The anti-choice incremental strategy goes like this: anti-choice bill factories draft a wide variety of state-level bills that, cumulatively, are designed to force abortion clinics to close so that poor and working-class women, who disproportionately experience unplanned pregnancies, can’t access safe and medically supervised abortion care.
The false belief underpinning this discriminatory strategy is that poor or working-class woman who can’t find or afford regulated abortion care will give up and carry the pregnancy to term. That is the belief that enables a system of class discrimination to masquerade as “pro-life.”
However, data from American history prior to Roe v. Wade in 1973 and from global public health research demonstrate that, while some women seeking abortion who can’t afford or find supervised medical care will simply give up, often they will either take the matter into their own hands or seek out illegal, potentially unsafe, services.

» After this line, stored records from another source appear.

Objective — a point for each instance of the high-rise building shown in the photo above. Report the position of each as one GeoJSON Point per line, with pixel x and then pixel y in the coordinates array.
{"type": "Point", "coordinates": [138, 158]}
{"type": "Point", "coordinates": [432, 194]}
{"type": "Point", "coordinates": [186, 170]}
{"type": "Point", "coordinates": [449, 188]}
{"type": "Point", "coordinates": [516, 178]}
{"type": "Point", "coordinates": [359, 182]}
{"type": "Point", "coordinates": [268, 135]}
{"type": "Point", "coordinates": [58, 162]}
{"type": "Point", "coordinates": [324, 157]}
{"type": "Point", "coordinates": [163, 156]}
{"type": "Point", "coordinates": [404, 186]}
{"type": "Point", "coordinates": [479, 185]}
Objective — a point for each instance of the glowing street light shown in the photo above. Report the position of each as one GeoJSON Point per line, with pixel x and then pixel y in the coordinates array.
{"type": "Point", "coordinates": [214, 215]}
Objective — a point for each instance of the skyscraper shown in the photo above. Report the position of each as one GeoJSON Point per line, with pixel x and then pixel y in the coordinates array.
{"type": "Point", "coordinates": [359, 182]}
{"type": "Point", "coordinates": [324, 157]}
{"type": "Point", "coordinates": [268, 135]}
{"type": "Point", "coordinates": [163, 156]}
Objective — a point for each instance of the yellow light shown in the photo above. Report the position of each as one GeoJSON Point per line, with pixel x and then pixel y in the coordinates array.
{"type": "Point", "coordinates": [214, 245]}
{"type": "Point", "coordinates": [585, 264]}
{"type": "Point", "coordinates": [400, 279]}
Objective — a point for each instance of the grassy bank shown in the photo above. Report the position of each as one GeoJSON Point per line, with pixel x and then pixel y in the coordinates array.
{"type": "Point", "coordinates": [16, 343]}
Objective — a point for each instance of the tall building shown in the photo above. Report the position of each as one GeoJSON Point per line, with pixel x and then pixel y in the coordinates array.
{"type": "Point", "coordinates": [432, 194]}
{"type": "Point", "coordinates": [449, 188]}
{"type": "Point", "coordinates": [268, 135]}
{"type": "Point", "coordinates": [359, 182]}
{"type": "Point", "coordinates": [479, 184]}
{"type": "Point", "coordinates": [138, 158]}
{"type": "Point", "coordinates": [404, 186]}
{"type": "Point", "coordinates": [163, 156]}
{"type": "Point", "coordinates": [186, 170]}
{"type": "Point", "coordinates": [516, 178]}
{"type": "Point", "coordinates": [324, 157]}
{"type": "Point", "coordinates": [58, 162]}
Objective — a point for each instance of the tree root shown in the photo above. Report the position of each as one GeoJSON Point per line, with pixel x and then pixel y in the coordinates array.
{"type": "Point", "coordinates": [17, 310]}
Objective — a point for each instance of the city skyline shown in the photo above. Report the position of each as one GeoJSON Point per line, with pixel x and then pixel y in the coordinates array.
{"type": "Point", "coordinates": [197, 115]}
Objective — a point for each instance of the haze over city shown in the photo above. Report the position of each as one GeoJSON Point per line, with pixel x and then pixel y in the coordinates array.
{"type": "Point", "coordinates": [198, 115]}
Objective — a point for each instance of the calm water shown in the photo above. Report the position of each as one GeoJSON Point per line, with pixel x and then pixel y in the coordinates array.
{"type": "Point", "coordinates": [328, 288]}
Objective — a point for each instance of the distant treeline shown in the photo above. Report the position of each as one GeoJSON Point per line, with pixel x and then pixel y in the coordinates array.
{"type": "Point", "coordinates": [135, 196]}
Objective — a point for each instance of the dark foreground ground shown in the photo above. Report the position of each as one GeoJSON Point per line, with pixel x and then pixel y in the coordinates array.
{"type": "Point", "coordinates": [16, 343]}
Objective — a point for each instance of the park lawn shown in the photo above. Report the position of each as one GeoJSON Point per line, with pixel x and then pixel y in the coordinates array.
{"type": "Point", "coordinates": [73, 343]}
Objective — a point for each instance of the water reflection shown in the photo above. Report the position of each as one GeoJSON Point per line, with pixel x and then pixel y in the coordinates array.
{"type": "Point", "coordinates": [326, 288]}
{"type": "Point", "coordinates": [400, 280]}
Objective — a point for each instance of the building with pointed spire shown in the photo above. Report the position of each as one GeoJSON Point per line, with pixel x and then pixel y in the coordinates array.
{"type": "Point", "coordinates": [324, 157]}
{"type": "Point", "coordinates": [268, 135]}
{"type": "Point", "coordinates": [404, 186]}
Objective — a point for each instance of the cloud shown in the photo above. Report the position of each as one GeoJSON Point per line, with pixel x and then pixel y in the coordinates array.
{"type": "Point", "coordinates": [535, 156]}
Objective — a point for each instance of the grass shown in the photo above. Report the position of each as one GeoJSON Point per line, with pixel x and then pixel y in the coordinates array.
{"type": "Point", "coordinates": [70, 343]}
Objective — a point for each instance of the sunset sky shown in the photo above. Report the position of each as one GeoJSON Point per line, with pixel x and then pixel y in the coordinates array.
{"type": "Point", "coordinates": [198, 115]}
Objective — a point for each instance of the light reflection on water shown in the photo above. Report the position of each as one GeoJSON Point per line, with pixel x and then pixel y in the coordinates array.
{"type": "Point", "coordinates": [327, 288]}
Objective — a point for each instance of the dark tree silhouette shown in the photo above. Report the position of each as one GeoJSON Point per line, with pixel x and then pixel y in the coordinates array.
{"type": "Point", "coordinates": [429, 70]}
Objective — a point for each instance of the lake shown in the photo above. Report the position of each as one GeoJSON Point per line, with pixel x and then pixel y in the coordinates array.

Anti-choice activists ignore the health and safety of women they are forcing to seek out rogue providers, while claiming the legislation forcing them to do so will improve women’s health. This deceit requires ignoring data, distributed by the state Department of Health, that reveal a distinct lack of evidence for this claim. Regulated abortion is a safe procedure with extremely low complication rates, which do not get any lower by imposing regulations such as requiring hospital-grade elevators and expensive HVAC upgrades.
From a new Guttmacher Institute report:
In the 43 years since the U.S. Supreme Court handed down Roe v. Wade, states have enacted 1,074 abortion restrictions. Of these, 288 (27%) have been enacted just since 2010.
Five types of restrictions—limits on medication abortion, private insurance coverage and later abortions as well as expanded requirements for parental involvement and abortion counseling—account for more than half of the new restrictions adopted over this period.
The sheer number of new restrictions enacted in 2015— a total of 57— makes it clear that the sustained assault on abortion access is showing no signs of abating. Moreover, the Supreme Court’s impending consideration of restrictions recently enacted in Texas may well change the standards under which abortion restrictions are evaluated, potentially ushering in a new legal landscape for abortion going forward.
On March 2, oral arguments will be held in Whole Woman’s Health v. Cole, a case that will inform the landscape of abortion restrictions for years to come. The Women’s Law Project recently submitted a friend-of-the-court brief to the Supreme Court of the United States on behalf of 10 abortion providers in Pennsylvania.
Abortion providers in Pennsylvania, where women suffered under Gosnell’s hand, have a particular responsibility to speak out against these schemes. The amici curiae brief, filed in the Supreme Court of the United States, specifically refutes the main justification Texas lawmakers have used to support the Texas regulatory scheme: that such a scheme will stop the next Kermit Gosnell.
In Whole Woman’s Health v. Cole, the justices will review two provisions of HB2, a Texas law designed to shut down clinics that provide safe, legal abortion services under the guise of improving women’s health. In doing so, they will answer the question reproductive rights advocates have been asking for the last several years: If the Constitution protects the right to abortion, how can our courts uphold laws that close down safe abortion providers and thereby deny many women access to care?